Maa Shakumbhari University
- Other names: Government Degree College, Punwarka ; Saharanpur State University;
- Type: State University
- Established: 1999 as Government Degree College, Punwarka ; 2022 as Maa Shakumbhari University;
- Chancellor: Governor of Uttar Pradesh
- Vice-Chancellor: Vimala Y.
- Location: Saharanpur 30°02′13″N 77°37′35″E﻿ / ﻿30.0370301°N 77.6262818°E
- Campus: Rural;
- Website: http://www.msuniversity.ac.in/

= Maa Shakumbhari University =

University in India

Maa Shakumbhari University is a state university in Saharanpur, Uttar Pradesh.
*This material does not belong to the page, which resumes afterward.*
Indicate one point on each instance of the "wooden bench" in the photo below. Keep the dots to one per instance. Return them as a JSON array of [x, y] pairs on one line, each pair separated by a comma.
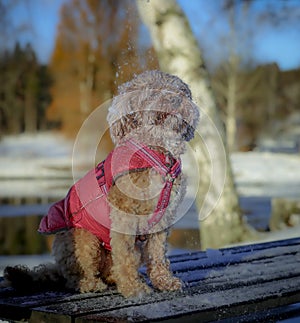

Construction commenced by 2021 after the university was established under The Uttar Pradesh State Universities (Amendment) Act, 2019. It was originally called Saharanpur State University until it was renamed in August 2021(established by Uttar Pradesh Act no. 6 of 2019 and renamed by Uttar Pradesh Act no. 19 of 2021).

It was established by upgrading Government Degree College, Punwarka (established in 1999) and affiliate all government and private degree colleges in the districts of Muzaffarnagar, Saharanpur, Shamli which were affiliated with Chaudhary Charan Singh University.